When he was running his first two companies, Bakken joked that some people on the coasts did not know where Wisconsin was located — other than being somewhere north of Chicago.
“But in health care, because of Epic, almost everyone knows Madison,” he said. “Epic has roughly 54 percent of the market share in the (digital) health care industry, so it is huge, huge. Every Epic customer has to come to Madison to get trained. So Madison is strategically extremely important. Because of that, it gives you access to customers. You can have a cup of coffee while they are in town or talk to them while they are waiting for a plane. That saves them on the cost of time and travel.”
He said his venture capital fund will invest in startups – mostly in Madison and other parts of Wisconsin – in the digital health care sector. The goal is to invest from $300,000 to $500,000 in 12 to 15 companies over the next two to three years, he explained.
“It’s really all about finding (startups) with a great team and a great idea at the right time so that we can introduce them to our connections and the right customers and quickly get them up to maybe $1 million in reoccurring revenue,” he said.
Bakken said health care is undergoing major changes because of the Affordable Care Act and pressure to cut excessive costs. Technological advances that can achieve savings most likely will be snapped up, he said.
“The government now makes up 50 to 60 percent of every health care dollar spent in the form of Medicare for old people and Medicaid for the poor,” he said. “That is a huge chunk of revenue. And the government is changing the way they reimburse hospitals for care. Prior to Obamacare, it was pretty much ‘pay for service.’ So whatever your cost was, you could add 6 percent. And it was that way forever, basically, and costs varied all over the country.”
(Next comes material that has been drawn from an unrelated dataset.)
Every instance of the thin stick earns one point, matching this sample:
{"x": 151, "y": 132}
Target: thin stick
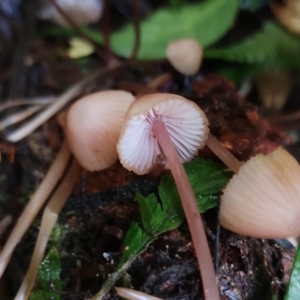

Now, he said, payments are becoming standardized – which is forcing every health care organization to look internally to streamline their operations and share best practices with others.
“Now the model is shifting and the government is just going to pay you this much,” he said, gesturing. “It’s not happening overnight, but it is a huge driver of the change that is happening. To do that, though, every hospital needs electronic medical records and that is where Epic comes in.”
He also noted that 20 cents of every dollar in the U.S. economy is spent on health care, for a total of $3-plus trillion dollars, twice what every other first-world country spends per capita on medical care. Economists, he said, believe that 30 percent of the money spent on health care in the U.S. is wasted.
Bakken said $6.5 billion was invested last year in the “digital health care space, which is roughly the equivalent of the three previous years combined. So $6.5 billion is chasing $1 billion in efficiencies … and many of the bigger players like GE, Google, Facebook and are becoming increasingly interested in health care solutions and want to add that to their portfolios. There will be a lot of acquisitions.”
Bakken stressed that Wisconsin has national credibility in the health care field, not only because of Epic, but because of Jamie Thomson’s work with stem cells and companies like Promega and Exact Sciences.
“Nationally, the state is well known on the life sciences side, and now it’s also known on the digital health side because of Epic,” he said. “That’s extremely important to have credibility, which leads to customers and investors who understand there are people here who know what they are doing.”
Bakken said there is “a lot of excitement around entrepreneurs, but the key is getting them the capital when they need it. Timing is everything. We’re here to help at least on the health care side. We will focus on seed deals, almost pre-revenue … that we can vet ourselves to see if we think the time is right.”
And if all goes well, he quipped, HealthX will help spawn several more Epics.